PRACTICE DRIVING AT TRUCKING SCHOOLS: We often get the question "how much driving practice would/should I get at a truck driving school?" This varies considerably from school to school, but it is a very important question. There is only one set of national standards for truck driving schools, and those are the standards developed by The Professional Truck Driver Institute (PTDI), located in Alexandria, Virginia. According to PTDI, every new entry-level truck driving student should receive at least 44 hours of actual driving time. This is a lot of time to drive, and many schools do not offer this much driving time because it is too expensive for the school. Most students can only learn some very basic driving skills in less time than this. PTDI believes 44 hours is necessary for new drivers to learn more than just how to move the truck forward. Students should have learned enough to handle more difficult maneuvers with the truck on their own.

A word of caution: be very specific when you ask school staff how many hours you will be driving. How many hours will you drive on the practice range? How many on public streets? Almost all schools describe their training in terms of clock hours ("our program is 148 hours long", for example). Some schools will describe the time in the truck as the hours of training "behind the wheel" (BTW). But be careful. Make sure that BTW time is the same thing as student driving time. Many truck driving schools include all time that a student is physically sitting behind the wheel as BTW time. This includes the time you are sitting in the cab watching another student drive. Although you are literally "behind the wheel," you are not actually driving.

Unfortunately, some schools are dishonest about this. They describe BTW hours as if they are all driving hours. A school may state that every student will get 75 hours "behind the wheel." A natural conclusion is that each student will actually hold on to the steering wheel and drive for 75 hours. This may not be true if the school includes student observation time in the 75 hours. For example, a school may include two hours of observation time for every 1 hour of driving. So a student will spend two out of every three hours sitting in the back watching another student drive. Using the example of 75 hours, that means that a student is watching for about 50 hours and only driving for about 25 hours. This falls far short of the PTDI standard of 44 hours, although a student that did not know about observation time might enroll in the school thinking that he would get 75 hours of practice driving.

Including observation time can be OK if there is enough actual driving time and the rest of the truck driving course has a sufficient amount of class and truck lab. A problem arises when the course is short and includes observation time. For example, a course might be only 120 hours long and be described as having 75 hours of "behind the wheel" training. But if 50 hours are simply student observation, there are only 25 hours of driving and 45 hours of class and truck lab. The course would not provide adequate training.

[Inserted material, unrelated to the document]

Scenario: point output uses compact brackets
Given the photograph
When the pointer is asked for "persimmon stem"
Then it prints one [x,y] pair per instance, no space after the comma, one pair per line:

The other issue is how much a student is paying for a course. A program that includes observation time can cause students to overpay for training. As a general rule, the more driving time, the better the value of the program. For example, a 160 hour program that costs $3,800 and includes the PTDI-recommended 44 hours of driving is a much better value than a 160 hour course that only includes 20 or 30 hours of actual driving. This is because driving is the basic skill that truck driving schools teach - it is the heart of the school’s course, and it is what a student is really paying for. But a school that includes student observation in its curriculum may describe it as "50 hours behind the wheel" even though actual driving time is a lot less than 50 hours. So when comparing truck driving courses, you have to ask how much driving time is included. Demand a guarantee of driving hours in writing. While 44 hours of driving time is the highest industry standard, anything less than 30 hours per student is probably insufficient.